The Tokamak Complex is fully painted
Five years and 40 specialists—that is what it took for European Domestic Agency contractors to completely cover the interior walls of the Tokamak Complex with several layers of specially formulated paint.
With a structure the size of the ITER Tokamak Complex, the topline numbers usually stand out the most. Its total weight, for example (more than 400,000 tonnes). Or the amount of concrete required for its construction (100,000 cubic metres). But the scale of the building project can also be measured in the many smaller tasks that were required to prepare the Complex for the installation of equipment.

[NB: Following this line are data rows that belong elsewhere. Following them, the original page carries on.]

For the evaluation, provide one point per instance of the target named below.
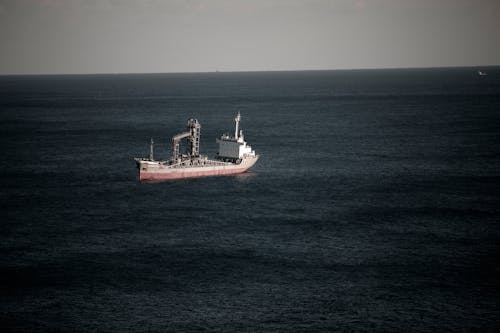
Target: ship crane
(193, 135)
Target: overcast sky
(133, 36)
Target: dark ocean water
(374, 206)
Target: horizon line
(249, 71)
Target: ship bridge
(234, 148)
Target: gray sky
(132, 36)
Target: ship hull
(158, 171)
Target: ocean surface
(374, 206)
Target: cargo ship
(234, 156)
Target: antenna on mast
(237, 120)
(151, 150)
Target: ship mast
(151, 150)
(237, 120)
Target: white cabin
(234, 147)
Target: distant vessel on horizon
(234, 156)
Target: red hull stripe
(144, 175)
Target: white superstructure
(234, 148)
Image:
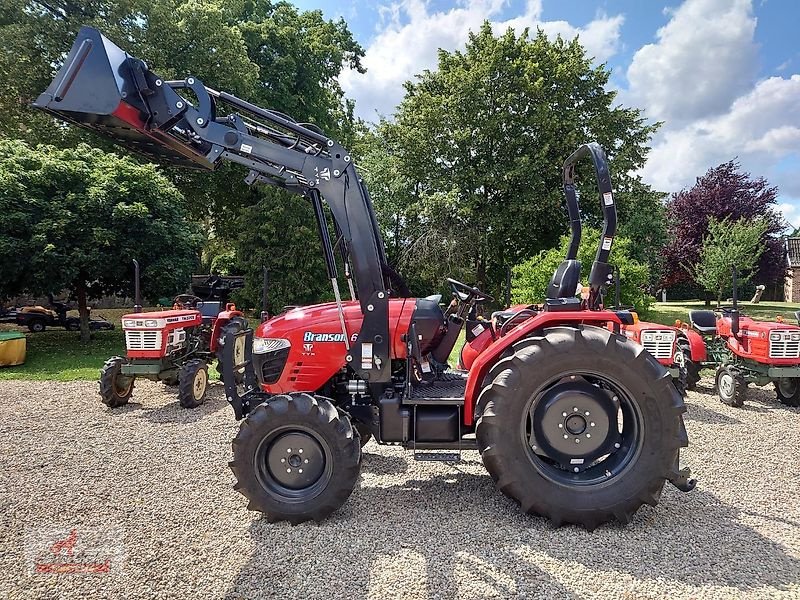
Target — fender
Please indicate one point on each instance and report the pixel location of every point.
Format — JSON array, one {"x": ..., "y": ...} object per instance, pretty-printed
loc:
[
  {"x": 222, "y": 319},
  {"x": 697, "y": 345},
  {"x": 493, "y": 353}
]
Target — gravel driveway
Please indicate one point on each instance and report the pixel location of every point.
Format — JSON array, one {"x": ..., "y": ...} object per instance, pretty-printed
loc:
[{"x": 146, "y": 493}]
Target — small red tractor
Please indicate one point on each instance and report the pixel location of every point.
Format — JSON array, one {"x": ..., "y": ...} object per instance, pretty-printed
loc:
[
  {"x": 173, "y": 346},
  {"x": 743, "y": 351},
  {"x": 572, "y": 420}
]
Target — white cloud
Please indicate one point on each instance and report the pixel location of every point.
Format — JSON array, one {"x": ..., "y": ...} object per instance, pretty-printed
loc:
[
  {"x": 759, "y": 129},
  {"x": 411, "y": 34},
  {"x": 704, "y": 58}
]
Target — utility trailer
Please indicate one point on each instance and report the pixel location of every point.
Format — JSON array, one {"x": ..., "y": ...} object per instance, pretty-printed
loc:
[{"x": 572, "y": 420}]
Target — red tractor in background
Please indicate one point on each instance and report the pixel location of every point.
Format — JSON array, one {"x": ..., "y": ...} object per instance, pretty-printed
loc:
[
  {"x": 572, "y": 420},
  {"x": 743, "y": 351},
  {"x": 173, "y": 346}
]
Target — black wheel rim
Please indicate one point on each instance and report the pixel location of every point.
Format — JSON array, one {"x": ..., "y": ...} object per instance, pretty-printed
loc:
[
  {"x": 293, "y": 464},
  {"x": 787, "y": 386},
  {"x": 598, "y": 412},
  {"x": 725, "y": 385}
]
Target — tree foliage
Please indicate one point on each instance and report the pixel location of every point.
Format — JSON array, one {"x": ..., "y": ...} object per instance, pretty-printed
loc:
[
  {"x": 467, "y": 178},
  {"x": 724, "y": 192},
  {"x": 530, "y": 278},
  {"x": 76, "y": 218},
  {"x": 269, "y": 53},
  {"x": 729, "y": 244}
]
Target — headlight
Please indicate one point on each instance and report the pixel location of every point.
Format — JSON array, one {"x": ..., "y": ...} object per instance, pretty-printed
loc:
[{"x": 265, "y": 345}]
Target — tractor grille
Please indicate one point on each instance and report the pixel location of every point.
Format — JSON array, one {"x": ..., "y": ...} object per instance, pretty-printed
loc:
[
  {"x": 784, "y": 344},
  {"x": 272, "y": 364},
  {"x": 143, "y": 340},
  {"x": 658, "y": 343}
]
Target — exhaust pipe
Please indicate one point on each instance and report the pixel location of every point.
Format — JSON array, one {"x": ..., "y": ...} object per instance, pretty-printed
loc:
[
  {"x": 601, "y": 274},
  {"x": 137, "y": 295}
]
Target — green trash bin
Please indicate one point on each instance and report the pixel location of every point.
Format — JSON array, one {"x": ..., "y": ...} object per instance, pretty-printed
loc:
[{"x": 12, "y": 348}]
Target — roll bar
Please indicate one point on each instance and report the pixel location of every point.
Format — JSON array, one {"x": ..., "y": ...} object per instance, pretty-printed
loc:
[{"x": 601, "y": 273}]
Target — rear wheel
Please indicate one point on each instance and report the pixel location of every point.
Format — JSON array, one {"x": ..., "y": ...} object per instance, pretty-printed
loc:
[
  {"x": 115, "y": 388},
  {"x": 788, "y": 390},
  {"x": 296, "y": 458},
  {"x": 192, "y": 383},
  {"x": 730, "y": 386},
  {"x": 580, "y": 426}
]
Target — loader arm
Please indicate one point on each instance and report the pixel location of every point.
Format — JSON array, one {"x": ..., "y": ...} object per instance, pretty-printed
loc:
[{"x": 102, "y": 88}]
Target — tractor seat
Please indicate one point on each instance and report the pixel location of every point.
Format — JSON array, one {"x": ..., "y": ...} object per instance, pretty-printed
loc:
[{"x": 704, "y": 321}]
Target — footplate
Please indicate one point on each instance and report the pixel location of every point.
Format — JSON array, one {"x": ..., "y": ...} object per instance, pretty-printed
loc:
[{"x": 236, "y": 359}]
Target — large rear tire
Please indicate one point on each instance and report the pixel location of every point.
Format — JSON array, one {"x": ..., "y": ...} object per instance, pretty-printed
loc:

One example is the final painting of interior surfaces. In the Diagnostics Building, paint provides for cleanliness and a dust-free environment. In the Tritium and Tokamak buildings, it is an element of nuclear safety. In nuclear buildings, the coating on the floors, walls and ceilings must present a perfectly smooth surface in order to be decontaminated in case of an incident or accident.
The European Domestic Agency (Fusion for Energy, F4E)—which, as part of its commitments to the project, has built nearly all of the platform buildings and site infrastructure—assembled the team to coat 200,000 m² of walls with several coats of specially formulated white paint. Since 2019, approximately 40 specialists from Spanish company GDES, with support from Engage and EnergHIA, proceeded room by room and floor by floor, first sandblasting the walls to leave a texture without cracks or pores for proper adherence, then applying several coats.
The last job was completed in the Tritium Building earlier this month.